Altan, “Kavga edilenle barışılır, ben kendi kendime barışamam. O zaman kavga ettiğimi dinlemeden yahut muhatabım kimse kim ‘ben onun dışında muhatap oluşturacağım’ kurnazlığıyla olmaz . Bu işin gereği hukuk devleti ve demokrasidir. AB standartlarıdır” dedi.
AYM ve AİHM kararlarının uygulanmayışına işaret eden Altan “Bütün cezaevlerinde bir infaz yasası belası var. İnsan temel hakları üzerinden infaz yasası mahkumun kimliğine bakmaz ve herkese eşit uygulanır ama bugün ki siyasal iktidar infaz yasasını infaz etti. Cezaevlerinde birçok hasta tutuklu var.
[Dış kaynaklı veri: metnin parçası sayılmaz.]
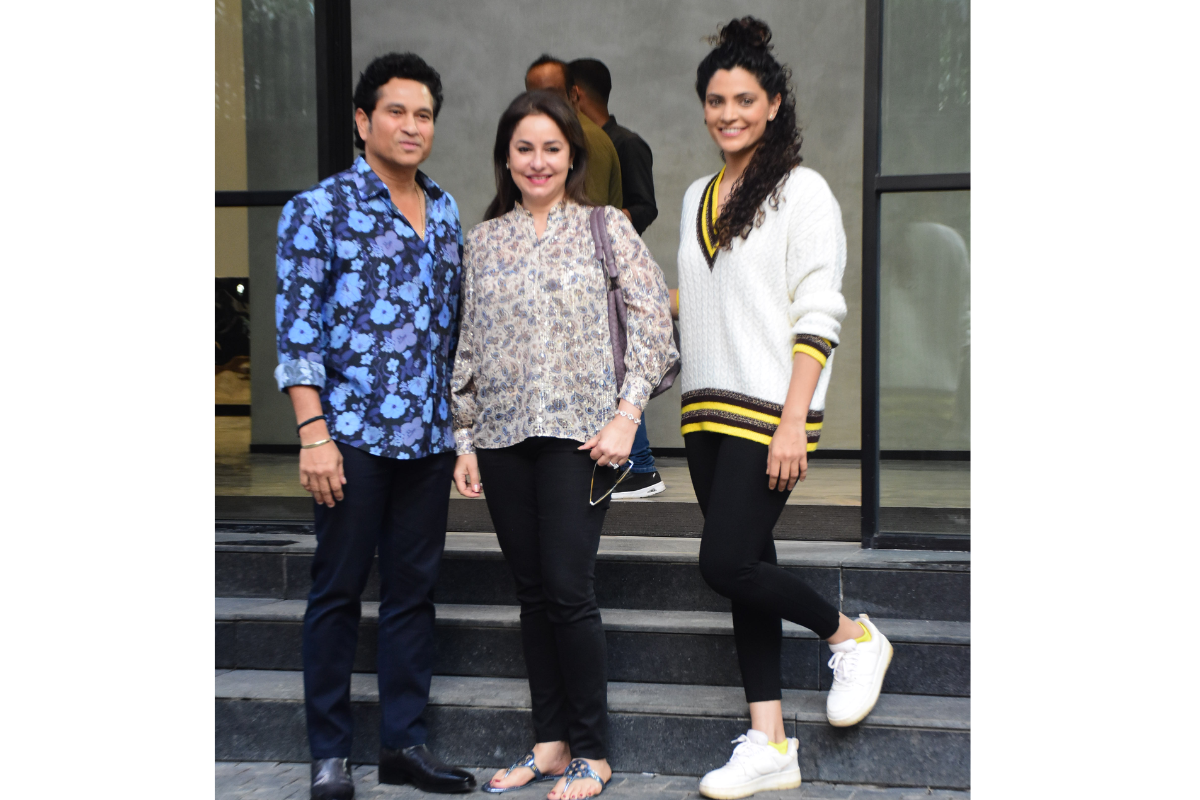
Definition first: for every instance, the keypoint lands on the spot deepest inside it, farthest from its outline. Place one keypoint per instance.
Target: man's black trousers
(400, 509)
(538, 495)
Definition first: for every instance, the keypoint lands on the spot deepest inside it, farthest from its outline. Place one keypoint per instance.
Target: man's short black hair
(592, 76)
(546, 58)
(394, 65)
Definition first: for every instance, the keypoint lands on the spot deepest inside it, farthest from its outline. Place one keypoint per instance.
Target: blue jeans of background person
(400, 507)
(641, 455)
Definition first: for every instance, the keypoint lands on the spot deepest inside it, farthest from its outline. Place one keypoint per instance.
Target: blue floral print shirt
(367, 312)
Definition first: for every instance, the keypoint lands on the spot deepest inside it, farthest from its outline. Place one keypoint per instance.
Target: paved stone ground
(276, 781)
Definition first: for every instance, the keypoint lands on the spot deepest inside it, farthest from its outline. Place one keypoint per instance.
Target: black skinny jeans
(737, 557)
(538, 495)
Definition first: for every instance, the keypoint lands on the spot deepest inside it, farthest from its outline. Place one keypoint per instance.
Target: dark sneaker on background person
(640, 485)
(331, 780)
(755, 767)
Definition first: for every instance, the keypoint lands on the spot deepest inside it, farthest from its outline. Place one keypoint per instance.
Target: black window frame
(875, 186)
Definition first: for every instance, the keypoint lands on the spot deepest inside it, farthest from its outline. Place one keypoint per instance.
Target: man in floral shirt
(369, 265)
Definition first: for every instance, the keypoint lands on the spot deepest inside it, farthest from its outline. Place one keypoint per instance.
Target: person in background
(539, 417)
(367, 317)
(589, 96)
(604, 186)
(762, 252)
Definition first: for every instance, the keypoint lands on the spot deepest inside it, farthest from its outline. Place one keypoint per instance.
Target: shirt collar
(370, 185)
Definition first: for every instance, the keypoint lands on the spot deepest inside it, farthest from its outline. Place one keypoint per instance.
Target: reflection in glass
(925, 322)
(265, 95)
(925, 360)
(927, 86)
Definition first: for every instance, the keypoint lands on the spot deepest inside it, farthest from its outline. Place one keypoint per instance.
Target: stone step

Bu kişi çıkmadan Kürt sorunu hallolur mu?” diye sordu.
‘Umutluyuz’
Altan, Kürt sorunuyla beraber ülkede yaşanan tüm sorunların asıl çözümünün mevcut iktidar yapısının değişimiyle sağlanabileceğini ifade ederek, sözlerini şöyle sürdürdü: “Gerçekten evrensel hukuku, temel hak ve özgürlükleri olan demokratik bir devletin yapması gerekenleri yapacak mısınız yoksa eski reflekslerle işler sıkıştığı için yeniden oldu gibi mi yapacaksınız?
Altan sözlerini şöyle sonlandırdı: “Umutluyuz, bir değişiklik var ama bu sefer aynı tuzağa düşmeden ve bir siyasi ikbal ve dış dayatma mecburiyetinde kalan birisinin çaresizliği içerisinde ipleri kaçırmadan gerçek bir hukuku, demokrasiyi oluşturmadan bu işlerin çözülemeyeceğinin de altını çizmek lazım.”